No es un reflejo. No sé quien es ella, pero no soy yo.
Al rato la aprecio, la tengo cariño a pesar de la extrañeza. No es guapa, tampoco es fea. No es. Tiene la mirada triste porque le dijeron que así era. Gira la cabeza y sus ojos no la siguen. Me suena, pero no soy yo. Me fascina que sea la que abre los labios cuando yo grito. Pero no hay sintonía. No es la idea que tengo de mí.

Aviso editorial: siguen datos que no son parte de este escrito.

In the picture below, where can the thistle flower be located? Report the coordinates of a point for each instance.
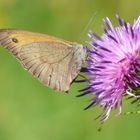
(113, 65)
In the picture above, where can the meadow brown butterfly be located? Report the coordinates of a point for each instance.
(54, 62)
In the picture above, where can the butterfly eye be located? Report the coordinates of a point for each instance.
(15, 40)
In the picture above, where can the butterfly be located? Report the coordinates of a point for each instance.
(53, 61)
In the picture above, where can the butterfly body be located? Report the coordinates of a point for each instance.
(54, 62)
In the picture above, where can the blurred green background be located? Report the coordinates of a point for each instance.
(30, 111)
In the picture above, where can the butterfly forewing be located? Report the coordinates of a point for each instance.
(53, 61)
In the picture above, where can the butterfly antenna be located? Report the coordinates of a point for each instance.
(88, 24)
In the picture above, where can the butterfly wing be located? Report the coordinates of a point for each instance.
(53, 61)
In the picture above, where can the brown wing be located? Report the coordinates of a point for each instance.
(53, 61)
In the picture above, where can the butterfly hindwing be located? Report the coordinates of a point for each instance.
(52, 61)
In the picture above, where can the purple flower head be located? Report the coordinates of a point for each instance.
(113, 65)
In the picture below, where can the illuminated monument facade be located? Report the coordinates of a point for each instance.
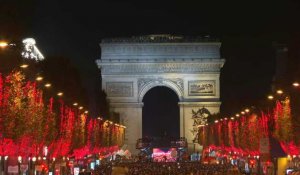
(190, 67)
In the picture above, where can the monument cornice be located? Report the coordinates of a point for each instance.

La anulo, la echo. Y vuelvo a intentarlo. Pruebo de nuevo a hacerla desaparecer. La lucha diaria es destrozarla. Hacer que no aparezca cuando quiero verme en el espejo.
Hay días que la acepto y gano la partida.

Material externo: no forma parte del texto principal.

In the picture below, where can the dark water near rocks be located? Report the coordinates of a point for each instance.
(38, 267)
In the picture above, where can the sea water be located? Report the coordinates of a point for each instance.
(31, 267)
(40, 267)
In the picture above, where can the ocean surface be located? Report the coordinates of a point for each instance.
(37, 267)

Otros la destrozo, le pongo rimel y gano.
Otros atravieso el espejo y lo edito.
Muchos pierdo, y gana el extrañamiento, la disonancia entre mente y cuerpo.
El problema es que no me gusta Platón, y no creo en los binomios. Entonces la sensación corporal me invade la cabeza y me imagino que tampoco soy la que me hablo. Si no soy la del espejo, ni la que la mira, no existo. Soy ese espacio de extrañamiento que separa la consciencia de cuerpo y la consciencia de mente. Soy el espacio que crea la idea de cuerpo y la de mente.
Como no me conozco, no me reconozco. Hueco, gas, caos, vacío. Ni a materia llego.
Arrastro mi extrañamiento al mundo y me pongo en guardia. Si descubren que no existo les daré igual. Se olvidarán de mí porque nunca me habrán percibido.